Shurtleff filed a motion in 3rd District Court Thursday asking the court to force prosecutors to supply him with a specific list of the crimes they believe he committed as well as a list identifying the witnesses the state intends to call.
In July, Shurtleff was charged with three counts of bribery, two counts of illegally accepting gifts or loans and one count each of pattern of unlawful activity, accepting employment that would impair judgment, witness tampering, evidence tampering and obstructing justice.
In addition, former Utah Attorney General John Swallow was charged with three counts each of bribery and evidence tampering, and one count each of pattern of unlawful activity, accepting a gift when prohibited, making false statements, obstructing justice, misuse of public money, falsifying government records, and failing to disclose a conflict of interest.
The 23 counts were filed following an unprecedented public corruption investigation by the Utah Department of Public Safety and the FBI. If convicted, they each face as many as 30 years in jail.
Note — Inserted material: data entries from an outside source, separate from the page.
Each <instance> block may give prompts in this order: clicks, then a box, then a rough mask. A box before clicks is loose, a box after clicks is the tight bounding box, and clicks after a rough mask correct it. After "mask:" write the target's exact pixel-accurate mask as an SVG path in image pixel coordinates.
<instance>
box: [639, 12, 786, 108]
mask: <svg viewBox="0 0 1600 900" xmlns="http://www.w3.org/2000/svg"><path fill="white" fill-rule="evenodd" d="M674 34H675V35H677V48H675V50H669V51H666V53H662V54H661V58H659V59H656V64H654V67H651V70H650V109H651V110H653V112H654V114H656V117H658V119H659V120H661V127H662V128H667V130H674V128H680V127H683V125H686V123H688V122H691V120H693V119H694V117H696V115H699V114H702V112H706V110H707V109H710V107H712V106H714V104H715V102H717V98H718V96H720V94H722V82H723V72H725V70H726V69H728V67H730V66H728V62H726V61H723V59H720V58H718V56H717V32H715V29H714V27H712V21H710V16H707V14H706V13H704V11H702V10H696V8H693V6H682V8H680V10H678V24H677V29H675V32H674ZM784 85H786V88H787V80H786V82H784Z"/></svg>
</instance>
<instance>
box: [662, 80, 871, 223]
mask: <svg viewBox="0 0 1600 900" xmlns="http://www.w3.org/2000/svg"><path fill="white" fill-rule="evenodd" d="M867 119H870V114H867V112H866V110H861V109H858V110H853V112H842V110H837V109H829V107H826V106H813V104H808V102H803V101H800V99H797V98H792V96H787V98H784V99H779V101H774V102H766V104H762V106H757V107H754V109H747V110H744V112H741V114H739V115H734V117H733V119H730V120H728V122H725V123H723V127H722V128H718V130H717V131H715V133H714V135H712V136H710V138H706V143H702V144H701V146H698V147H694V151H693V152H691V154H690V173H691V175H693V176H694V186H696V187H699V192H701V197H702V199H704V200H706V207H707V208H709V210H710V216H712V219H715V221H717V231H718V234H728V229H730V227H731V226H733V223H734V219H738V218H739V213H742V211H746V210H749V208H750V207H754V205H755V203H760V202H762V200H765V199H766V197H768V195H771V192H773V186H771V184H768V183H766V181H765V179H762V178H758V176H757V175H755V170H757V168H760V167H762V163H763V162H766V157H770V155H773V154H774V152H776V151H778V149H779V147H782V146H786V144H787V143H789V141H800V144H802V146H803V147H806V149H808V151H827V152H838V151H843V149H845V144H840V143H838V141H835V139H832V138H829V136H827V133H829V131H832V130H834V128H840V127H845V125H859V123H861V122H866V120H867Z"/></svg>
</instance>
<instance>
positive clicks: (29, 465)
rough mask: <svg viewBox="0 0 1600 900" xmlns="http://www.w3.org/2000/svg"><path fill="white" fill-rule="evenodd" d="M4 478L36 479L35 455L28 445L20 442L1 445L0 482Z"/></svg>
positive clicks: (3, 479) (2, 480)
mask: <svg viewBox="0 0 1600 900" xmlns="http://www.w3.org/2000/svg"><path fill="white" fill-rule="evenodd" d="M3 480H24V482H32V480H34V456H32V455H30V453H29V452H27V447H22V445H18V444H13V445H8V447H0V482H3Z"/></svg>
Both former attorneys general have maintained their innocence and said they intend to fight the charges, which they contend are politically motivated.
In his latest motion, Shurtleff asks that prosecutors be required to provide the "precise statutory sections or subsections it claims were violated and the specific facts" from the probable cause statement that show he violated those laws.
"The information is unconstitutionally vague," Shurtleff's attorney wrote in his motion. "Mr. Shurtleff is entitled to precision sufficient to inform him of the specific statutory elements" the state is basing its charges on.
"The best Mr. Shurtleff can do is guess," the motion states.
The court filing also asks state prosecutors to hand over their list of witnesses they intend to call in their case so Shurtleff can subpoena witnesses himself or prepare to cross-examine those witnesses.
He is scheduled to be back in court again on Oct. 20.